Marvell forecast adjusted earnings of 56 cents to 62 cents a share on revenue of $1.51 billion to $1.61 billion for the third quarter.

Analysts had estimated earnings of 61 cents a share on revenue of $1.58 billion for the third quarter.

That’s right on the heels of chip giant Nvidia Corp.
NVDA,
+4.01%

forecasting late Wednesday that third-quarter sales would likely fall about $1 billion short of Wall Street expectations.

Marvell reported second-quarter net income of $4.3 million, or a penny a share, versus a loss of $276.4 million, or 34 cents a share, in the year-ago period. Adjusted earnings, which exclude stock-based compensation expenses and other items, were 57 cents a share, compared with 34 cents a share in the year-ago period.

Revenue rose to $1.52 billion from $1.08 billion in the year-ago quarter.

Analysts surveyed by FactSet had forecast 56 cents a share on revenue of $1.52 billion, based on the company’s forecast of 53 cents to 59 cents a share on revenue of $1.47 billion to $1.56 billion.

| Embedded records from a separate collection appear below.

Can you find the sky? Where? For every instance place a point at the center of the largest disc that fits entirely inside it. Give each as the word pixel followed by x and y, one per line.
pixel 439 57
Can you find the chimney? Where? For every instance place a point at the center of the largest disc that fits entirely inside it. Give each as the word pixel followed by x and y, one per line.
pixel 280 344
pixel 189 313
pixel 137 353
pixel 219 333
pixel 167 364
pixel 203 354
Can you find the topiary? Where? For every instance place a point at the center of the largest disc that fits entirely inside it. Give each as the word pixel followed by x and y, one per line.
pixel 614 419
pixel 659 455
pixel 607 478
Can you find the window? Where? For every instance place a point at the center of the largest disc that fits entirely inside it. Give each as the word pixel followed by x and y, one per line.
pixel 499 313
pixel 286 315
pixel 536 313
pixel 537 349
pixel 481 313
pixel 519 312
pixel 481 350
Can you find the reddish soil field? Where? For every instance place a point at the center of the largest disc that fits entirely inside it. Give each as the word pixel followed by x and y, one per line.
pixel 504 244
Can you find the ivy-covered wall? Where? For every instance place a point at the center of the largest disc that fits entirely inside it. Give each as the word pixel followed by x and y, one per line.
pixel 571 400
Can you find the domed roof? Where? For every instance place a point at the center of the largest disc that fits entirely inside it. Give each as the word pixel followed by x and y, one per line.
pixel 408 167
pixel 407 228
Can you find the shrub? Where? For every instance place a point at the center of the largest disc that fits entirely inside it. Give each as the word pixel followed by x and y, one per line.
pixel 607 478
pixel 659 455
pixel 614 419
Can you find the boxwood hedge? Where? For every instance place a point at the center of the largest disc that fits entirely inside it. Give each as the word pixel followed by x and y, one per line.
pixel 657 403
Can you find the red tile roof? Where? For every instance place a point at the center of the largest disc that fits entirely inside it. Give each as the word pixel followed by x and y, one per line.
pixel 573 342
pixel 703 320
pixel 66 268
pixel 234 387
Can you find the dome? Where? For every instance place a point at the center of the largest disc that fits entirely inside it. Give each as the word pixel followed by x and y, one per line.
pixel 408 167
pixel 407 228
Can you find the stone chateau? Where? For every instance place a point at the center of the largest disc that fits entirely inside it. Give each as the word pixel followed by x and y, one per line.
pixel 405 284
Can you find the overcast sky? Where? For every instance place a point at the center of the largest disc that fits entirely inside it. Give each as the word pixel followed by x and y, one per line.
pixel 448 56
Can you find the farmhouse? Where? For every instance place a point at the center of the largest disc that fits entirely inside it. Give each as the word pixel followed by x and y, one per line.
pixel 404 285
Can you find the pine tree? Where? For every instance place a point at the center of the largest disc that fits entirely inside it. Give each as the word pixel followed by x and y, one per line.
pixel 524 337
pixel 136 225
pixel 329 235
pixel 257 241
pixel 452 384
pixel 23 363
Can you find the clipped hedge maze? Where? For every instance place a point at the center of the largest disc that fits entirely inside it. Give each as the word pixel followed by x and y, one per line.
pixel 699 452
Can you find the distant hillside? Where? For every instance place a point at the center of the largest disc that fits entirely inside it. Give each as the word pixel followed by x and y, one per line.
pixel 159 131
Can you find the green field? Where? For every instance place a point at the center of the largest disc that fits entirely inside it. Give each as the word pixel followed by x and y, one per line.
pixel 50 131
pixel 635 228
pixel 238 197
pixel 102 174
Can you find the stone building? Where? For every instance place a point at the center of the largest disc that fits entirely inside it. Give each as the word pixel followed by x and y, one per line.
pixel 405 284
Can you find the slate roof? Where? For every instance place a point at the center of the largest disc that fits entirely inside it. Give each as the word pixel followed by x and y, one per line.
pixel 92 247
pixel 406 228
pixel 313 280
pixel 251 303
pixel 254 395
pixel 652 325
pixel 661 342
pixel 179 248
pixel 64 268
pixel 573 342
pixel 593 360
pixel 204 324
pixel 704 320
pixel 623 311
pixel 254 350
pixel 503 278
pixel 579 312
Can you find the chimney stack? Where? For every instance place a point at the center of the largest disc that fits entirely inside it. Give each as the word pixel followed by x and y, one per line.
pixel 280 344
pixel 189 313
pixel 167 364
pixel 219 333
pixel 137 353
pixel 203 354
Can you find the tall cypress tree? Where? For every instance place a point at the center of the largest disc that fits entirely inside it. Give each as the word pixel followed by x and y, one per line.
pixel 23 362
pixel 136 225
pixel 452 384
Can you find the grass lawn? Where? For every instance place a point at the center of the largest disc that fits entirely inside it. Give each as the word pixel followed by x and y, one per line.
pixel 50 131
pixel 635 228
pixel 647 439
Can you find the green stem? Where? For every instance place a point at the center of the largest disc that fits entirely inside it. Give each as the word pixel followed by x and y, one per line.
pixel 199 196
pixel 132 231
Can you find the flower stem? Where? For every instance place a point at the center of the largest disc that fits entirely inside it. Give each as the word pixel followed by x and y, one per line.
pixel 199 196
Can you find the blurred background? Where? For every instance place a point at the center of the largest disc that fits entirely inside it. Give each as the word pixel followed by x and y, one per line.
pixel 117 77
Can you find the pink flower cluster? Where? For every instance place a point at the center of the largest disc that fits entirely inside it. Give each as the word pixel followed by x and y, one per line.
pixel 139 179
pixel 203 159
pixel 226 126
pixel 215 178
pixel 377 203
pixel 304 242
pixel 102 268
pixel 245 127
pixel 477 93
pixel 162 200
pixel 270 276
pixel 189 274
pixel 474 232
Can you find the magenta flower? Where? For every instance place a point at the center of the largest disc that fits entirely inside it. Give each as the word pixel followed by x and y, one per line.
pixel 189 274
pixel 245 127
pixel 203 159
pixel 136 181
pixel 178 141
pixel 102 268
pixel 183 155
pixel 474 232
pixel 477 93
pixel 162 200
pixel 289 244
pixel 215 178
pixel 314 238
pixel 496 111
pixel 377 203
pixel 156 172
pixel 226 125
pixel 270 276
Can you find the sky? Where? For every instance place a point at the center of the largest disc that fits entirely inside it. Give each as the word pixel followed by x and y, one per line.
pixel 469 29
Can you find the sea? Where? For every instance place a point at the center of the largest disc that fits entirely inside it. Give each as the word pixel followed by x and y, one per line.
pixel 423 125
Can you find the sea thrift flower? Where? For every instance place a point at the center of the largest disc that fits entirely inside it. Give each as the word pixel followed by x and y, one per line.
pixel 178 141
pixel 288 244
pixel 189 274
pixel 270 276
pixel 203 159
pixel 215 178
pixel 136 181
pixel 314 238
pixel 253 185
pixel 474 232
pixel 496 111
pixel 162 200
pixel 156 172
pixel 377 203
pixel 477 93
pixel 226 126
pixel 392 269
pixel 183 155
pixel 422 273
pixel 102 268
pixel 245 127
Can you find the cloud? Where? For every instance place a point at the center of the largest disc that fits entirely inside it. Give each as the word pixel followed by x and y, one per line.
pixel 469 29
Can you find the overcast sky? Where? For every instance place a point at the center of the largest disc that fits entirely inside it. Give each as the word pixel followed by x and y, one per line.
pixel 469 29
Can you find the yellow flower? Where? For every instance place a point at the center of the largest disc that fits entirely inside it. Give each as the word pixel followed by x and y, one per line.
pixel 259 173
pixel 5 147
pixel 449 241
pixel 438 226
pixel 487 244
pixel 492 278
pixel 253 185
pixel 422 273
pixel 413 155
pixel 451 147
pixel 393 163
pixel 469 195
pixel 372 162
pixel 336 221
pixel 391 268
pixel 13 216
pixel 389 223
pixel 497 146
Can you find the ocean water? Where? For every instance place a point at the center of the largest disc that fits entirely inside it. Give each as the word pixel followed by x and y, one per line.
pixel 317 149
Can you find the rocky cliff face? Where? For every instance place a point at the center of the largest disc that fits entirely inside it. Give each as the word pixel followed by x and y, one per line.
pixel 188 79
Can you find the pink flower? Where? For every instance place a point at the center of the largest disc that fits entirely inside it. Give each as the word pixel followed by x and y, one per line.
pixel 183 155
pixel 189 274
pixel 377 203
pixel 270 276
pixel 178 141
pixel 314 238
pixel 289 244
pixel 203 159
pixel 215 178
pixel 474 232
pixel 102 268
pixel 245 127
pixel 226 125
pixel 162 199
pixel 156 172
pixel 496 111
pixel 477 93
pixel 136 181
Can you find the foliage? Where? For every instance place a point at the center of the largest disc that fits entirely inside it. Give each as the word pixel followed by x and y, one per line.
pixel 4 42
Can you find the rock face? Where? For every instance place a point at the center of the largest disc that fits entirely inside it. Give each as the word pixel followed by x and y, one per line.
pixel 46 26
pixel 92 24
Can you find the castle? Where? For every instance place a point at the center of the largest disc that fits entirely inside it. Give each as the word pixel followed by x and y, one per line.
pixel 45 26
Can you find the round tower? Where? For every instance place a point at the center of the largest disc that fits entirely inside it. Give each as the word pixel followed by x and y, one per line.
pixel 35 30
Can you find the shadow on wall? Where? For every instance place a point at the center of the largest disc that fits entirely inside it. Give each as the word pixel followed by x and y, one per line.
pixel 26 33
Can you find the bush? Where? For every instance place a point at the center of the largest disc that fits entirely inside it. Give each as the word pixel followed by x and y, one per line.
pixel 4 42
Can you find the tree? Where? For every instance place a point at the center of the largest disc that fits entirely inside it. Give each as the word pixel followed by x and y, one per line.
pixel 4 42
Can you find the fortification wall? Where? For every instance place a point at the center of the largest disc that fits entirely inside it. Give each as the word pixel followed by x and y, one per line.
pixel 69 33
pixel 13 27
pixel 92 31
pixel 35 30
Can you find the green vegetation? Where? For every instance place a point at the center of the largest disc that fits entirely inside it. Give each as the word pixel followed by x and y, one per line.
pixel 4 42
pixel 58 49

“Looking ahead, we expect sequential revenue growth to accelerate in the fourth quarter as supply constraints begin to ease,” said Matt Murphy, Marvell chief executive, in a statement. “We believe we are well positioned to continue to benefit from our favorable end market exposure tied to strong secular growth trends and significant expected upcoming revenue contributions from a number of Marvell specific product ramps.”